Ainsi, ce fondement juridique contribuait à restreindre les situations d’invalidation et à assurer une certaine pérennité aux actes des sociétés.

Nullité absolue versus nullité relative : qui peut agir et pourquoi ?

Outre ce principe fondamental, le régime des nullités distinguait deux catégories importantes : la nullité absolue et la nullité relative.

Concernant la première, la nullité absolue était édictée lorsque la règle violée avait pour objectif la sauvegarde de l’intérêt général. Dans ce cas, toute personne justifiant d’un intérêt légitime, ainsi que le ministère public, pouvait engager une action en nullité.

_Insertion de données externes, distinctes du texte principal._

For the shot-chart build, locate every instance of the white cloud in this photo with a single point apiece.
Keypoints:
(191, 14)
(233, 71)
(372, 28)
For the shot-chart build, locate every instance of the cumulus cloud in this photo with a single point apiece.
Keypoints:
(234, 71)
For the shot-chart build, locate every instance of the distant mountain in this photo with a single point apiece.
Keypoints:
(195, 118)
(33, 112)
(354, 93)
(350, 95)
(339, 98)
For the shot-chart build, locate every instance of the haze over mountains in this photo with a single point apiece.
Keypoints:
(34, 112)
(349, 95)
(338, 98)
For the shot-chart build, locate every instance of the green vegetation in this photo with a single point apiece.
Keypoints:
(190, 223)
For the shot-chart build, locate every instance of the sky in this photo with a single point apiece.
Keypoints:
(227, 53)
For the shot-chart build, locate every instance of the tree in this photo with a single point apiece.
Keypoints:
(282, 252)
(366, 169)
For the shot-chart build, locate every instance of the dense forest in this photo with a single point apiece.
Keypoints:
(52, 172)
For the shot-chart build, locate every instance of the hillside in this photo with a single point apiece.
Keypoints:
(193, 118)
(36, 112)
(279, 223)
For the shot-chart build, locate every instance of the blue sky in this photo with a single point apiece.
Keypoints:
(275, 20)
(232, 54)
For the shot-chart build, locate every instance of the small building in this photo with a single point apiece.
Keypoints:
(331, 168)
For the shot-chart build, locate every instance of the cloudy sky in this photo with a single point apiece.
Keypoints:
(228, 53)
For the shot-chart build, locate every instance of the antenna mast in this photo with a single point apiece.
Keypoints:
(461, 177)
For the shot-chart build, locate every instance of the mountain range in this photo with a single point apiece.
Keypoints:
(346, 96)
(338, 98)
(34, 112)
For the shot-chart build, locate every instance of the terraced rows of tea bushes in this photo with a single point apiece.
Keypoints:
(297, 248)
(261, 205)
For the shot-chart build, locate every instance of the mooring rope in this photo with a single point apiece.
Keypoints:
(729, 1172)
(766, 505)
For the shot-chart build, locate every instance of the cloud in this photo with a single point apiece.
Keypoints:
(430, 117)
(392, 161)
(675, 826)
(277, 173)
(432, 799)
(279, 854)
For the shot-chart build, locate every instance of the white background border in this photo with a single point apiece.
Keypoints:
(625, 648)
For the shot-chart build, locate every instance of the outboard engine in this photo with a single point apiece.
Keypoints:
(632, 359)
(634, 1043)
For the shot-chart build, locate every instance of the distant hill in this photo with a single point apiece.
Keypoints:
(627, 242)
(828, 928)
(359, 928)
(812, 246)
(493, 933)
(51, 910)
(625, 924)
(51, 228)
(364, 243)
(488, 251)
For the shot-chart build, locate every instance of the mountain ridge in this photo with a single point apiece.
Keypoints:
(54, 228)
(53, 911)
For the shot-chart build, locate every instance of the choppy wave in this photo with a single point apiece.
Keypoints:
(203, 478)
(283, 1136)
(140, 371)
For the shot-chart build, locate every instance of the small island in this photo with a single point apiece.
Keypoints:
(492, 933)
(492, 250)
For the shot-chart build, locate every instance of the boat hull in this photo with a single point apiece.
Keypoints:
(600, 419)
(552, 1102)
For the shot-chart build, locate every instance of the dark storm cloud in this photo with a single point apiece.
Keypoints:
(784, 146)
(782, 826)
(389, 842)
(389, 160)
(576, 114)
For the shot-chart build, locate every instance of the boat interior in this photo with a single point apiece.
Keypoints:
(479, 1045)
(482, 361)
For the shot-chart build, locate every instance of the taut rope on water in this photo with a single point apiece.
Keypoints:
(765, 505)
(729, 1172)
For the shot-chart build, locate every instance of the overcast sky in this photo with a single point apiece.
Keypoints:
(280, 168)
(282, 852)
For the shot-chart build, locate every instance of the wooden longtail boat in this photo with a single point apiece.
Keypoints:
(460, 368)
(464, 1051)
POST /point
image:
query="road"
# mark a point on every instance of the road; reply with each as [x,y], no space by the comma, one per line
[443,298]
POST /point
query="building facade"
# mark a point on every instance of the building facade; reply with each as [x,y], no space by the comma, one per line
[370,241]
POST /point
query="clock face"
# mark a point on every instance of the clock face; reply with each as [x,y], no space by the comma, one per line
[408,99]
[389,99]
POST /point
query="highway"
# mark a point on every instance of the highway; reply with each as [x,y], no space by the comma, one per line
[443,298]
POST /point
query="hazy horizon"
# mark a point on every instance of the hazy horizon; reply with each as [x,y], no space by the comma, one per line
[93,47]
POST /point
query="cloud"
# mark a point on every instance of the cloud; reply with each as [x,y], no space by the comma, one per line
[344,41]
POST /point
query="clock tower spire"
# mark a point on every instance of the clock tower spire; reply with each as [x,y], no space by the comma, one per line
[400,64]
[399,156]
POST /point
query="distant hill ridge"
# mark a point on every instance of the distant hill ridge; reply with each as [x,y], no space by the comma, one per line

Un exemple classique de nullité absolue en droit des sociétés est l’interdiction pour une société de cautionner les engagements personnels de ses dirigeants envers des tiers. Cette interdiction, prévue par des dispositions d’ordre public (par exemple, pour les SARL et les sociétés par actions : articles L. 223-21, L. 225-43, L. 225-91, L. 226-10 et L. 227-12 du Code de commerce), est sanctionnée par une nullité absolue. Une telle nullité peut être invoquée par toute personne justifiant d’un intérêt à agir, y compris les créanciers sociaux ou les tiers, et ne peut être couverte par une confirmation ultérieure

En revanche, la nullité relative était prévue pour la protection d’intérêts privés. Par conséquent, seule la partie que la loi entendait protéger avait la possibilité de demander l’annulation de l’acte vicié. Ainsi, cette double distinction permettait d’adapter les conditions d’action en nullité à la nature de l’intérêt lésé.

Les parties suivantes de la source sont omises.